Tree Specialist in Germany: FAQs

  • How much does a tree specialist make per month in Germany?

    A tree specialist in Germany earns about 1,708 EUR a month before tax, based on an annual average of 20,500 EUR.

  • What's the salary range for a tree specialist in Germany?

    Entry-level tree specialists in Germany start near 10,320 EUR. Top-end pay reaches around 31,340 EUR. The middle 50% of earners sit between 11,880 and 26,860 EUR.

  • Is the median tree specialist salary in Germany higher or lower than the average?

    The median is 21,560 EUR, higher than the average of 20,500 EUR. Half of tree specialists in Germany earn below the median, half earn above it.

  • What's the gender pay gap for tree specialists in Germany?

    Men working as a tree specialist in Germany earn around 12% more than women on average (21,100 vs 18,900 EUR a year).

  • Do tree specialists in Germany get bonuses?

    About 35% of tree specialists in Germany reported a bonus in the past 12 months. Reported bonuses ranged from 0% to 4% of base salary.

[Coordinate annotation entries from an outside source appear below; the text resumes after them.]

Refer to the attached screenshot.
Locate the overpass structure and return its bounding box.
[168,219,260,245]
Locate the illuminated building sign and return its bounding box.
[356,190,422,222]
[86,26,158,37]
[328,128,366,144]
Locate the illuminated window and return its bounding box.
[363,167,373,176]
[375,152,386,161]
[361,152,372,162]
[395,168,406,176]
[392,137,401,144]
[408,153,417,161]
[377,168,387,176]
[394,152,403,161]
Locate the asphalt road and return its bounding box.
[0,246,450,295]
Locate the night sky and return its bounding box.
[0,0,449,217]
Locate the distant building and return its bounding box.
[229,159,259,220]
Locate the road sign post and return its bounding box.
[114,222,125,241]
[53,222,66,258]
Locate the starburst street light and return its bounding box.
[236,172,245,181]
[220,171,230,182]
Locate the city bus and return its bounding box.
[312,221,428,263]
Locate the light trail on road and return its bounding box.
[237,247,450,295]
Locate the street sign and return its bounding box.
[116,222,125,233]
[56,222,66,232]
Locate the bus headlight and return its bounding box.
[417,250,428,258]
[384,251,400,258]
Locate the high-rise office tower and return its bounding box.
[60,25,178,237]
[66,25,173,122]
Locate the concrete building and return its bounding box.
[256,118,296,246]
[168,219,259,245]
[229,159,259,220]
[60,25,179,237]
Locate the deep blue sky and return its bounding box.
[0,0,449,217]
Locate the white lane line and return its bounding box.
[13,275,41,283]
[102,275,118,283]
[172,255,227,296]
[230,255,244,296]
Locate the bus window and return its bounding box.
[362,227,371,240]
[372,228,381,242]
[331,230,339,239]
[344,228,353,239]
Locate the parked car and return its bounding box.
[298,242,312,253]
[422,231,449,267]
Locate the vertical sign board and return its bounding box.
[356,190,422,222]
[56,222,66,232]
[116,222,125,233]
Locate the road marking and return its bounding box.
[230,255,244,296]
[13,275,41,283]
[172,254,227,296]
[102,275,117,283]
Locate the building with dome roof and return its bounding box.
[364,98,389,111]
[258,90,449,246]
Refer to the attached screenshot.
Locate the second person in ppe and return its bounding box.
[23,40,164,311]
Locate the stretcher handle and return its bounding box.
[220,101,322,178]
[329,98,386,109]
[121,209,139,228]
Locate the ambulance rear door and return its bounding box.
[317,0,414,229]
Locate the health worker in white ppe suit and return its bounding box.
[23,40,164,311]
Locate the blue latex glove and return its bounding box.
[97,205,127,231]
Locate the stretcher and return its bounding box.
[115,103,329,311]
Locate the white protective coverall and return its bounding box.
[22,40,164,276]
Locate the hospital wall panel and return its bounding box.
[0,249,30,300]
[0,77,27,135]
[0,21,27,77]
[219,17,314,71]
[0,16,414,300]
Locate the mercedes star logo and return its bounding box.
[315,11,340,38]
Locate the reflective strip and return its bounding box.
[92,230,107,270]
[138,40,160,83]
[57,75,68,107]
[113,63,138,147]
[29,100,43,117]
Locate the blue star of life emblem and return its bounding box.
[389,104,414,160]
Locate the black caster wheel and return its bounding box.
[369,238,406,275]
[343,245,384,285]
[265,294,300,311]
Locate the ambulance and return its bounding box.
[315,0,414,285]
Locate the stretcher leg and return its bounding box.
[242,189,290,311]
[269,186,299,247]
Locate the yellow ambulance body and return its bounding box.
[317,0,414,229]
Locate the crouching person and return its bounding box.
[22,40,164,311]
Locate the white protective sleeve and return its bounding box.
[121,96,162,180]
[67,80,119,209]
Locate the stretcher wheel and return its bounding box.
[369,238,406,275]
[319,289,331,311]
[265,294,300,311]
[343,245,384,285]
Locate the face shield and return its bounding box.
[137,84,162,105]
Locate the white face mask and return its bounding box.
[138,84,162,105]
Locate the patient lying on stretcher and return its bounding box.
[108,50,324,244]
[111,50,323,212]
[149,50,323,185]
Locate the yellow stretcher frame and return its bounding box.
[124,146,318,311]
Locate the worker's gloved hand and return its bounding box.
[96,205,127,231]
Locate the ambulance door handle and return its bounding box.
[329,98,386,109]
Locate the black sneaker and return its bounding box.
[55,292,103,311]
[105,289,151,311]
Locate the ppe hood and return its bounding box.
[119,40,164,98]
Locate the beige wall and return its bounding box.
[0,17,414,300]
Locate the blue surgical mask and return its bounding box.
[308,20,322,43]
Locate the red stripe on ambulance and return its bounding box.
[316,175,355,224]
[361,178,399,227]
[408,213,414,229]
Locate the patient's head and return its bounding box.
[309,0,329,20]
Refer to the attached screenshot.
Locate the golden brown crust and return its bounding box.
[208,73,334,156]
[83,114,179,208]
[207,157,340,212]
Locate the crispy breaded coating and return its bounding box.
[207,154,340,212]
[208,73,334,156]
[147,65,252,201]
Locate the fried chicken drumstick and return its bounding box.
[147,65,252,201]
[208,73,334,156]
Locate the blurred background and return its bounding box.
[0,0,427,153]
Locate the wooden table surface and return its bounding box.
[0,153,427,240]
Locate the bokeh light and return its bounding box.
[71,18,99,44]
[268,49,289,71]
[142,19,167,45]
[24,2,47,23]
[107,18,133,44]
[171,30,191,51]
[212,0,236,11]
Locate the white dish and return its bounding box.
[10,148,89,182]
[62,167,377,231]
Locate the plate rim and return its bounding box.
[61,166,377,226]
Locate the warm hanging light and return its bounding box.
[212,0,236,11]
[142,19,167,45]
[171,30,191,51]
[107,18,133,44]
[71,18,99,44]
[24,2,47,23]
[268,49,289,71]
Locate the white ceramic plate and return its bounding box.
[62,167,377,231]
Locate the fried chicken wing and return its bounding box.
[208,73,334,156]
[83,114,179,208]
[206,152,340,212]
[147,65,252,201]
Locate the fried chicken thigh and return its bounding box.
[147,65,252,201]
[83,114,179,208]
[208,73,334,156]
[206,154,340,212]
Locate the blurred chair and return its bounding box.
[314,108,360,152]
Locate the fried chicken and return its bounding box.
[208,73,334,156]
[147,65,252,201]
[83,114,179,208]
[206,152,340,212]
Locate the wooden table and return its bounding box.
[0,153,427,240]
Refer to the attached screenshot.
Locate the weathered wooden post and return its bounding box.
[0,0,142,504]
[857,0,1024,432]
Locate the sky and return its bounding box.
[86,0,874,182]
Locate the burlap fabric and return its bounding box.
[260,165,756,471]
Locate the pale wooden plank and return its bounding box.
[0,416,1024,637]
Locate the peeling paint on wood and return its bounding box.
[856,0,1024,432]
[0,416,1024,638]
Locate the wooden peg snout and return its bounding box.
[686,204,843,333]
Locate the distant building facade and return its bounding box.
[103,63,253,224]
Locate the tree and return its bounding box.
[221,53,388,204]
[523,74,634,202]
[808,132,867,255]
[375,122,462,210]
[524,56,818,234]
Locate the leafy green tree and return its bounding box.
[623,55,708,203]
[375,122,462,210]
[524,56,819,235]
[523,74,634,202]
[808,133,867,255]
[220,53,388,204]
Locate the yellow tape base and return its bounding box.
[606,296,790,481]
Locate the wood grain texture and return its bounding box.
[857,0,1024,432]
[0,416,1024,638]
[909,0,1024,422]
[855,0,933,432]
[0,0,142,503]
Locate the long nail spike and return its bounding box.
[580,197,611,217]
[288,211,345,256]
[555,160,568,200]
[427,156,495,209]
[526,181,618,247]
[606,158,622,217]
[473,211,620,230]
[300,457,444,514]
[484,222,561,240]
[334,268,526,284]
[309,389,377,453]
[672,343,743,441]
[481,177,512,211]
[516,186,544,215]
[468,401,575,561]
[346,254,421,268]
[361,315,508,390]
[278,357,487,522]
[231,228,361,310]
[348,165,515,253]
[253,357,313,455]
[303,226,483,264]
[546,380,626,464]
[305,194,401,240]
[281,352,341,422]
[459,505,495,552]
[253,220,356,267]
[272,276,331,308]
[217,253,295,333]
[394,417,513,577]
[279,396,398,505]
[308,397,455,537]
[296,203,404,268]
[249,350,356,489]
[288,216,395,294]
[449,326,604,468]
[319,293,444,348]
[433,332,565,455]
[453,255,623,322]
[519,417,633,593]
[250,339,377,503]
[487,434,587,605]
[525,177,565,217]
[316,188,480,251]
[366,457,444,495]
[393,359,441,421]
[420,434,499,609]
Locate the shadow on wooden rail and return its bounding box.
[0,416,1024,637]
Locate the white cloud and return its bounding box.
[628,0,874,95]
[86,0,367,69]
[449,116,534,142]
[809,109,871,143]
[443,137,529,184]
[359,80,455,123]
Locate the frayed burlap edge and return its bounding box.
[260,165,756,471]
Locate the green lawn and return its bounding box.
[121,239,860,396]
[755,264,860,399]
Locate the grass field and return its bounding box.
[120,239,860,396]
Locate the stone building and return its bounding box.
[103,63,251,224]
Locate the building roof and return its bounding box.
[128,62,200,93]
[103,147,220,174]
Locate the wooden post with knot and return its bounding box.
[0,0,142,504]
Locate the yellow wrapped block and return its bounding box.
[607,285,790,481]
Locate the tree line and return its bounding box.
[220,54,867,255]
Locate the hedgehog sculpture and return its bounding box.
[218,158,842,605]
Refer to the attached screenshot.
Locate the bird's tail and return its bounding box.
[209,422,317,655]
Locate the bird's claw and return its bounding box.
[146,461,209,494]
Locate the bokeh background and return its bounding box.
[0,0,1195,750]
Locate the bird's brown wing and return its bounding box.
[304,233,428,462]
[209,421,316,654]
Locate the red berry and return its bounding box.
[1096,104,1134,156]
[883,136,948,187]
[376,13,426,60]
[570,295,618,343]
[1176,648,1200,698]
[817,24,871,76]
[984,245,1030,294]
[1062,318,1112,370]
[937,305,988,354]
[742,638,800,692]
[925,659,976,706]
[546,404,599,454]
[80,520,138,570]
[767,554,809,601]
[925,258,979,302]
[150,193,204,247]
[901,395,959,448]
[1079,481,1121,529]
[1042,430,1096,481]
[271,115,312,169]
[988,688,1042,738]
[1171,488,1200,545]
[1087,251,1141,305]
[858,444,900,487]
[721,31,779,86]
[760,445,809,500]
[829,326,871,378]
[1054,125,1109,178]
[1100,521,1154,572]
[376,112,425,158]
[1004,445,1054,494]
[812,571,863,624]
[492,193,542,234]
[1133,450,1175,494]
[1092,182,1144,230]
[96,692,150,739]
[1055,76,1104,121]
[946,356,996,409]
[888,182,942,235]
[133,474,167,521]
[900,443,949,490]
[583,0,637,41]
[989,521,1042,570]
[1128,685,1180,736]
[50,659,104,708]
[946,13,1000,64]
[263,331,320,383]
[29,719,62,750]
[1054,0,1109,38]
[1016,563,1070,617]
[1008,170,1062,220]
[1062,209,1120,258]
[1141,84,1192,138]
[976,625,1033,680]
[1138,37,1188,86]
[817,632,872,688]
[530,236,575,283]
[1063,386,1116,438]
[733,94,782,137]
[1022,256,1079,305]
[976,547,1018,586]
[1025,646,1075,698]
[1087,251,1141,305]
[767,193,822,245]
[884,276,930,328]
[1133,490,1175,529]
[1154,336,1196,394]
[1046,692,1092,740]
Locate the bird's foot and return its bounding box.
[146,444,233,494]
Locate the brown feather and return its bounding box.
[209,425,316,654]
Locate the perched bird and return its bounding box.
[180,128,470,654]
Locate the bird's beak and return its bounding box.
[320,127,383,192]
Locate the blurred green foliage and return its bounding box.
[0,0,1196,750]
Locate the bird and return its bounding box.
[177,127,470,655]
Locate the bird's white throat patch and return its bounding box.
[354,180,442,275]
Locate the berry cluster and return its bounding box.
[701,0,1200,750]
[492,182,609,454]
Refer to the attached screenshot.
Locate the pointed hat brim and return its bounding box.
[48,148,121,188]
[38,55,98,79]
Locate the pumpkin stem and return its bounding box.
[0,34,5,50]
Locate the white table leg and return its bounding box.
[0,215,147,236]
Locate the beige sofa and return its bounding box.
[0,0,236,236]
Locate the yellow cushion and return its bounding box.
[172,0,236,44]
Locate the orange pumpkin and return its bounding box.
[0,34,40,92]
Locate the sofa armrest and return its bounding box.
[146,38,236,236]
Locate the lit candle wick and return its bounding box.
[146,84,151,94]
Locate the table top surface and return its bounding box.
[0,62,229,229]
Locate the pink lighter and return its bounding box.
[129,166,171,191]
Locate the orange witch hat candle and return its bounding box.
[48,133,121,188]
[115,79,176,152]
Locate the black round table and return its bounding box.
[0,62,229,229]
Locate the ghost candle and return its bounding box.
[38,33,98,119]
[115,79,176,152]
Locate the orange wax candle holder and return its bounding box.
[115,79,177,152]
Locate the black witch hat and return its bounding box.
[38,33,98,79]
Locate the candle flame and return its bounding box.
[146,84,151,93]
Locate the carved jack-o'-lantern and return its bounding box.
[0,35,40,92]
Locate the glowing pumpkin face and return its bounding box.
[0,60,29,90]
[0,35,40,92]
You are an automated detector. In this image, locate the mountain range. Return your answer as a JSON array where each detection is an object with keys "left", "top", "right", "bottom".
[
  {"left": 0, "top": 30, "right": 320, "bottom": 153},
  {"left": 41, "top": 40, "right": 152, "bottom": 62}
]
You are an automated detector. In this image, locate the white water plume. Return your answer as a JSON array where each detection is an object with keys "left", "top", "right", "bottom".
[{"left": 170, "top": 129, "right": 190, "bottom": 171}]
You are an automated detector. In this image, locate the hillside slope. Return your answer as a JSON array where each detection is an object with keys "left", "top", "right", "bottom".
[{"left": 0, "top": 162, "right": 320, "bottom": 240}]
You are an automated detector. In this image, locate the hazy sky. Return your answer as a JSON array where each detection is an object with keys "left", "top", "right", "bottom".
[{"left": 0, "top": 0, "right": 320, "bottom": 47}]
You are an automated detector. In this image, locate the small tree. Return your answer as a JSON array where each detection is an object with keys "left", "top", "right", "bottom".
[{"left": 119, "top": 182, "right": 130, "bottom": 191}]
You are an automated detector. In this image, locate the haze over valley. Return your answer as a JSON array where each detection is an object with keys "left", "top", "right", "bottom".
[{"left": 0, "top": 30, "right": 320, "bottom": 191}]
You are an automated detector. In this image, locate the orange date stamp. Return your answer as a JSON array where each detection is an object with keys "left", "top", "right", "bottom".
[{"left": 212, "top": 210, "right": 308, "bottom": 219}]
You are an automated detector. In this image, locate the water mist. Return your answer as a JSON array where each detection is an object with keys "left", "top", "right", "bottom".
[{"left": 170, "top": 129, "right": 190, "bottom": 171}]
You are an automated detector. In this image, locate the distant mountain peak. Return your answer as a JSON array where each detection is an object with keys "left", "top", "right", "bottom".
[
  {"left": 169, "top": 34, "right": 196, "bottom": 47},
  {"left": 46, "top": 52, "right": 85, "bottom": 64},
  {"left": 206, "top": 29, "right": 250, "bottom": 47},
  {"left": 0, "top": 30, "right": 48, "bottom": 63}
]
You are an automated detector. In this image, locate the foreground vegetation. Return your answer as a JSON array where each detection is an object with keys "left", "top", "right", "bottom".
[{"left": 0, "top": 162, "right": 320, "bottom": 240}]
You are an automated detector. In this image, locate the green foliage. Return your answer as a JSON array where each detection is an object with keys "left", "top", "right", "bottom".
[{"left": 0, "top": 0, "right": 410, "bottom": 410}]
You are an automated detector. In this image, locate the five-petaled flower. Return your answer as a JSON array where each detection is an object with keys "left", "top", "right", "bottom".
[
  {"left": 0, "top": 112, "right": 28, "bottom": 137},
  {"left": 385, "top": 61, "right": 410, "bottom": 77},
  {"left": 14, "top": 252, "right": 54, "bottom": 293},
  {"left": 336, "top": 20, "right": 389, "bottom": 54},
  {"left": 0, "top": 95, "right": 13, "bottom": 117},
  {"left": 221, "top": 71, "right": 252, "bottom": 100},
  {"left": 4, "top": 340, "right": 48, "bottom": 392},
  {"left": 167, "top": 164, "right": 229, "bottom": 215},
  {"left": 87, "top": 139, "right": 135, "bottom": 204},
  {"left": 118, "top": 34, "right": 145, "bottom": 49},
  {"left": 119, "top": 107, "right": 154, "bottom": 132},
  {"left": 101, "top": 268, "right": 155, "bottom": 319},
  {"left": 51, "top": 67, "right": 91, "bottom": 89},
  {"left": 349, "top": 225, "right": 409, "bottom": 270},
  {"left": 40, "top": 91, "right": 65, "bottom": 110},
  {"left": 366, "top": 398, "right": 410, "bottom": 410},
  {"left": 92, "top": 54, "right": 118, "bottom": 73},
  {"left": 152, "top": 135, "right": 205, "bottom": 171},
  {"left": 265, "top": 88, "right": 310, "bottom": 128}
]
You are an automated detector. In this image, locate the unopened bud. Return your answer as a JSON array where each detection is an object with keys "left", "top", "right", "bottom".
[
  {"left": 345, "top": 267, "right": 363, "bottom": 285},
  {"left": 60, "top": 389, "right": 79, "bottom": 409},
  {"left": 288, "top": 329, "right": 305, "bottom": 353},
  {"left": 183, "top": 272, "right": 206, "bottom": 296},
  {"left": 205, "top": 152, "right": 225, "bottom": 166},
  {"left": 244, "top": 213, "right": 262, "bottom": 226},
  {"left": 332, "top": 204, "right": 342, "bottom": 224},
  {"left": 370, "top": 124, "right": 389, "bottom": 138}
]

  • Do tree specialists earn more in the public or private sector in Germany?

    In Germany, the public sector pays a tree specialist about 8% more on average. Public-sector pay tends to be steadier; private-sector pay tends to offer bigger upside.

  • How often do tree specialists in Germany get a pay raise?

    A tree specialist in Germany sees a raise of around 8% every 18 months, equivalent to roughly 5% a year.